As I reflect, it's hard to remember why it was so difficult to swallow and what it felt like, but it was difficult, and I could only eat soft things, like popsicles, Jell-O, pudding, etc. I had to undergo three or four of these awful swallow studies with the fiber-optic camera down my nose and I hated every one because it was terribly uncomfortable, not to mention the fact that I've always hated applesauce. However, this was a necessary means to an end, because it meant that I was swallowing well enough to be able to start eating again. (It was neat to see the inside of my throat, vocal cords, trachea and things like that.)

The first "real" thing I ate after strengthening my ability to swallow again was the hospital's spaghetti and meatballs. I've never been a huge fan of spaghetti, but it tasted so good! I remember not eating much of it, though, because my stomach filled up so quickly, and slowly chewing and swallowing was a lot more tedious and time-consuming. Sometimes I'd get bored/tired of eating, so I'd just quit.

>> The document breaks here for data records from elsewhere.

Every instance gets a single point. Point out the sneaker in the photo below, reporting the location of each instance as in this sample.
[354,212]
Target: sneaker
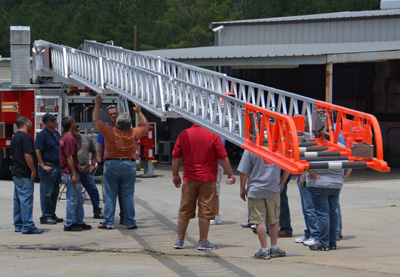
[319,246]
[246,224]
[262,255]
[98,215]
[73,228]
[310,242]
[275,253]
[179,244]
[57,219]
[216,221]
[34,231]
[85,226]
[206,245]
[102,226]
[284,234]
[301,239]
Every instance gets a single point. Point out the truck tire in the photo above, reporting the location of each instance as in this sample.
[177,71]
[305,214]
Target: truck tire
[5,173]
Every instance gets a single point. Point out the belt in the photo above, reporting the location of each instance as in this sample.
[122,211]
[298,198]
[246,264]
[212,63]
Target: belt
[53,163]
[120,159]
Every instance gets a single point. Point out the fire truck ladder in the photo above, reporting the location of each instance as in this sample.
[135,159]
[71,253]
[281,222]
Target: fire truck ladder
[292,131]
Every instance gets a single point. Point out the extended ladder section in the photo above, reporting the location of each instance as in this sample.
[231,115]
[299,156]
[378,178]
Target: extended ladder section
[290,130]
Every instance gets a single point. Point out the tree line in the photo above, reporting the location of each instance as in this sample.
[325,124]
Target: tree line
[160,24]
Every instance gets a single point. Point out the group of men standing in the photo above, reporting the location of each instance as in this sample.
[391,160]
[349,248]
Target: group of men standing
[54,158]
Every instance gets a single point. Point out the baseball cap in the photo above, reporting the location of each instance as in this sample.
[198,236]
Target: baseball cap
[48,117]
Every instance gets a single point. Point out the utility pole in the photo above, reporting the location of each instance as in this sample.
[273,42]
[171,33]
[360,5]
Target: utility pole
[134,37]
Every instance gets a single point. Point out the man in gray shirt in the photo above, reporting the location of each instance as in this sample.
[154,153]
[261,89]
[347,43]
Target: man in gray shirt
[264,183]
[85,146]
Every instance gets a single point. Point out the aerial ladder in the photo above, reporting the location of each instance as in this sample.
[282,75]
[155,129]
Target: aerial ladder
[292,131]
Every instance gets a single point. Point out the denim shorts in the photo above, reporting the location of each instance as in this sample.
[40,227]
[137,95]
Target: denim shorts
[258,207]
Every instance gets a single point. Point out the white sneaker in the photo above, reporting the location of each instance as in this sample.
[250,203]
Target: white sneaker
[301,239]
[310,242]
[216,221]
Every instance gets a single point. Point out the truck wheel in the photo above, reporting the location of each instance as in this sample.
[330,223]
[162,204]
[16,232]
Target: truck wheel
[5,173]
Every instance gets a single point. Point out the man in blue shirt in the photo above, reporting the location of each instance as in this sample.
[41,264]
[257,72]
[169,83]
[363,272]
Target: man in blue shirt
[47,146]
[24,173]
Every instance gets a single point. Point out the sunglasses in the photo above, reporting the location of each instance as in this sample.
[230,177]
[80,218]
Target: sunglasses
[111,107]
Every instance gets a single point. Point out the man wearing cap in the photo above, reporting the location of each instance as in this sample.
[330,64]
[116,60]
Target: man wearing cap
[112,115]
[119,165]
[47,145]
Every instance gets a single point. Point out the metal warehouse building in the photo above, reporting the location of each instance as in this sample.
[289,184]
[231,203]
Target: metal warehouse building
[346,58]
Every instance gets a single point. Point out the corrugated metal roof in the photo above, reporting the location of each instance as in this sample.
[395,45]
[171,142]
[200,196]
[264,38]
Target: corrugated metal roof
[323,16]
[274,50]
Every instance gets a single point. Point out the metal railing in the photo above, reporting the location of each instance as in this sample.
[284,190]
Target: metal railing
[266,97]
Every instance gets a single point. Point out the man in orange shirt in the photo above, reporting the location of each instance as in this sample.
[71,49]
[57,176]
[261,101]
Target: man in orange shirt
[119,165]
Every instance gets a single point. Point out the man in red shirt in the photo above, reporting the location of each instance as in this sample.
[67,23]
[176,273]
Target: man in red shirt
[70,175]
[200,151]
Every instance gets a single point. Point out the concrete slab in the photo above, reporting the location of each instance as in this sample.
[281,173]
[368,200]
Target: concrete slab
[370,208]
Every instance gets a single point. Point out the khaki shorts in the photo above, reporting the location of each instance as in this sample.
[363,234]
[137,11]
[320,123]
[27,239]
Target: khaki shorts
[219,177]
[203,193]
[258,207]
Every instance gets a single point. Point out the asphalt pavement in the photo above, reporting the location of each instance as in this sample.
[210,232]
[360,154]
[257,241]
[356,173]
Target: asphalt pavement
[370,203]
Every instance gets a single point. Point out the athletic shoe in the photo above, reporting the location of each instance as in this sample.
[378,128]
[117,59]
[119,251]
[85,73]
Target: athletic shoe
[179,244]
[275,253]
[262,255]
[301,239]
[73,228]
[216,221]
[310,241]
[85,226]
[102,226]
[284,234]
[319,246]
[206,245]
[34,231]
[98,215]
[246,224]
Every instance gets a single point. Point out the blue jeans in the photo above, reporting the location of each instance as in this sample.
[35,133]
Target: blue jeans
[49,189]
[88,183]
[119,178]
[23,204]
[339,228]
[325,204]
[284,216]
[310,216]
[74,195]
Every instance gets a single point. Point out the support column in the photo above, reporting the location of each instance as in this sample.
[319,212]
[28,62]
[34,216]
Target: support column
[328,82]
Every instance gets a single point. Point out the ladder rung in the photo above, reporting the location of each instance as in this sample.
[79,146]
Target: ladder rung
[337,165]
[326,158]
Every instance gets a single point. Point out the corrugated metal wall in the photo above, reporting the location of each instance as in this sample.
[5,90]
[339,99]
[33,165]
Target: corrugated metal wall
[350,30]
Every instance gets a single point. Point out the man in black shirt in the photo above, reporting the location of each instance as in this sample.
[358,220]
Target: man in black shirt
[24,172]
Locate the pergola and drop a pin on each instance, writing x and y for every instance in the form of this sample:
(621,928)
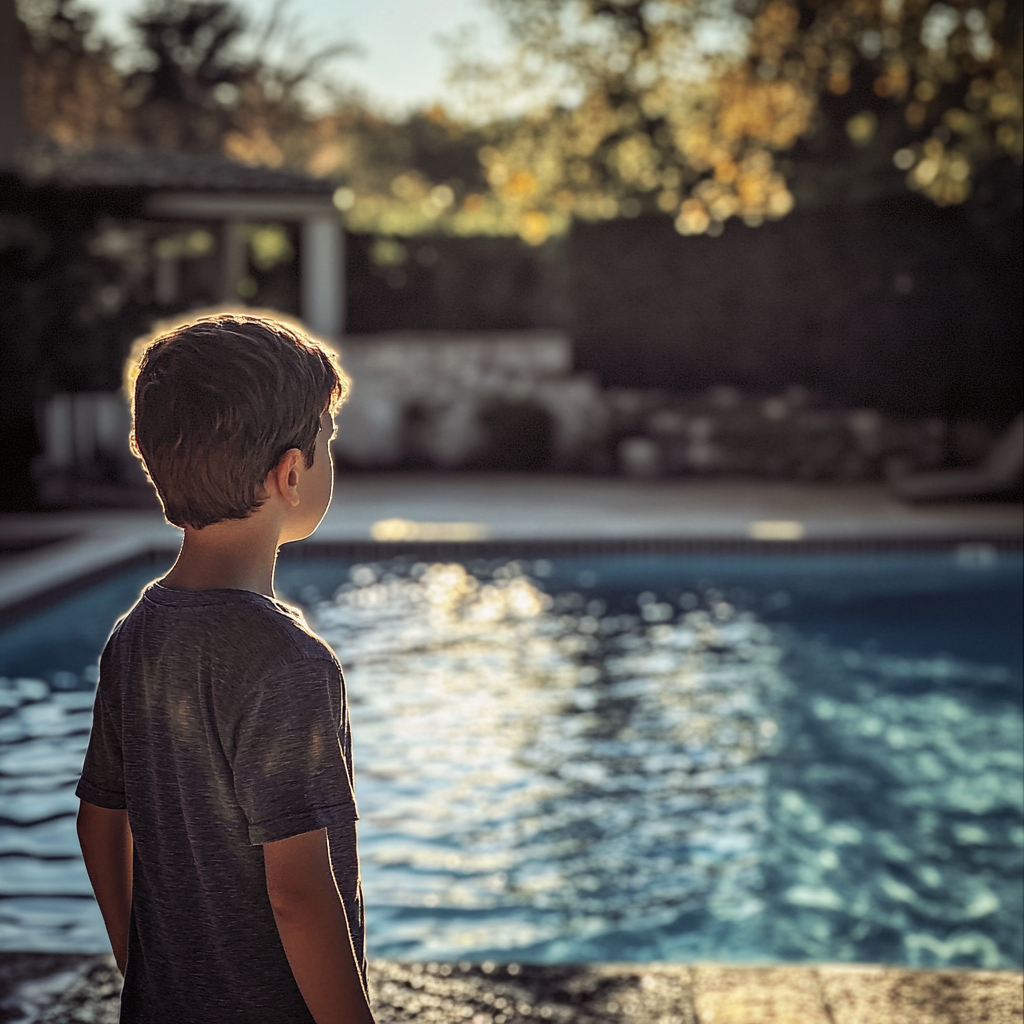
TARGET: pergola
(186,186)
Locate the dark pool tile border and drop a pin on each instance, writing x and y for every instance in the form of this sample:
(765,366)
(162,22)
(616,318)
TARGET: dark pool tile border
(526,548)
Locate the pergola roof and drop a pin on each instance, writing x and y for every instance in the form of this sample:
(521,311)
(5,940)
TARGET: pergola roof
(179,172)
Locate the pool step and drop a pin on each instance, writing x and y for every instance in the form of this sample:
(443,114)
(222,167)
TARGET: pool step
(69,989)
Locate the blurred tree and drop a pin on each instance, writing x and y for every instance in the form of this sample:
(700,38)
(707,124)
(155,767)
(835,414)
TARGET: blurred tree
(197,76)
(688,107)
(71,90)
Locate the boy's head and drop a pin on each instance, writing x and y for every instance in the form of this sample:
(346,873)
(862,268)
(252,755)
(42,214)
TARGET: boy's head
(215,404)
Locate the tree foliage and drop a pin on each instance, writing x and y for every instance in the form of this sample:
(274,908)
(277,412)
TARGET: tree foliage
(197,76)
(687,105)
(700,110)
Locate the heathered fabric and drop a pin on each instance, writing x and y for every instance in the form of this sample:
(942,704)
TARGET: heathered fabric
(220,723)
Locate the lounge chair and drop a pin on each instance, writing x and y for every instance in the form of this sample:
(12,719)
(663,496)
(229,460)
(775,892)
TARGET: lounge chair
(998,475)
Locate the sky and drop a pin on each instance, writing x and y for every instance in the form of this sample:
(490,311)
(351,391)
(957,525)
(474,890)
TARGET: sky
(402,64)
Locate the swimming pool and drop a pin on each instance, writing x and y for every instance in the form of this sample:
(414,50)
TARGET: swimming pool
(619,757)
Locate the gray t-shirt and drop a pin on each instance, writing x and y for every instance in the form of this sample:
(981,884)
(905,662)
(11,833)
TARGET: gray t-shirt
(220,723)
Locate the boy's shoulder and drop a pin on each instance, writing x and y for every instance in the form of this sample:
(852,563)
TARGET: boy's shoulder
(260,631)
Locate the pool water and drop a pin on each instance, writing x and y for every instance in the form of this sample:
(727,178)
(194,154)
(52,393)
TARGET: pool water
(810,757)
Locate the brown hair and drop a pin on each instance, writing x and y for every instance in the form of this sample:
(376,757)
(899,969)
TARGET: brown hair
(217,401)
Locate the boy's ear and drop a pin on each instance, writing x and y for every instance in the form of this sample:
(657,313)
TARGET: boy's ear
(285,476)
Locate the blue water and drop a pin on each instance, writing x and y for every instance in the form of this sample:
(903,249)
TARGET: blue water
(632,758)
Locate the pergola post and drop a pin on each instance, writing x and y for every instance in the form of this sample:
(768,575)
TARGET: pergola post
(322,266)
(232,265)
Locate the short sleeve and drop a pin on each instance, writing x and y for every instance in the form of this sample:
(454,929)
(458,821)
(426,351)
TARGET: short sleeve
(102,781)
(290,771)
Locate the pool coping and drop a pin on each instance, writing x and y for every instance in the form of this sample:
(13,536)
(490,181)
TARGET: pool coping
(60,569)
(486,515)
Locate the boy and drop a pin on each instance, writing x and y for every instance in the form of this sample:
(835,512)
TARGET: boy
(218,818)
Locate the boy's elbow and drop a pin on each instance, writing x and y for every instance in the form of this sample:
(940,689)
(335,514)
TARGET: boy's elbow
(298,873)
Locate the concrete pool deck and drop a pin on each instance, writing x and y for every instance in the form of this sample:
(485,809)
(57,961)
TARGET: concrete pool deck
(528,508)
(55,989)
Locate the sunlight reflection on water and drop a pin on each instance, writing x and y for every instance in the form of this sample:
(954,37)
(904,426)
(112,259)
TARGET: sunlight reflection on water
(649,759)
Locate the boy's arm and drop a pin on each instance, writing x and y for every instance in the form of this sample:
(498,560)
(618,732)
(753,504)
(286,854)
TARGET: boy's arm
(107,846)
(313,929)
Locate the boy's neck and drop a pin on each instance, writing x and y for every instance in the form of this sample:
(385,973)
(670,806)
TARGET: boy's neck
(230,555)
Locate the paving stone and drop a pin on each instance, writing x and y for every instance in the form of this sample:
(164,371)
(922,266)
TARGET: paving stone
(758,995)
(886,995)
(624,993)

I wasn't eating much at all at first, so I was still receiving supplemental feedings via my feeding tube.

About two months later when I was in rehab, I actually got to the point where I was able to eat well enough that I decided I didn't need to rely on my feeding tube anymore. This was my goal all along so I could have my feeding tube removed before going home. I wasn't exactly sure how the procedure of having my feeding tube removed would work, since it had been surgically implanted, but I found out it was a really simple procedurethey just yank it out! One of the nurses wrapped the feeding tube (which stuck out of my body about 12 inches) around her hand. She braced herself by putting her other hand on my abdomen, and then she pulled it out on one, two, three! There was a stopper on the feeding tube on the inside of my body which held it in place (it was about the circumference of a quarter). It hurt pretty badly having it pulled out like that, but the burst of pain was over relatively quickly, so it was worth it to be able to ditch the feeding tube. Eating on my own was another step towards more independence.


Kathe said...

I love how you are getting to share your story little by little. It is so interesting to read about all the new things you had to learn how to do, and how positive you remained through the whole process!!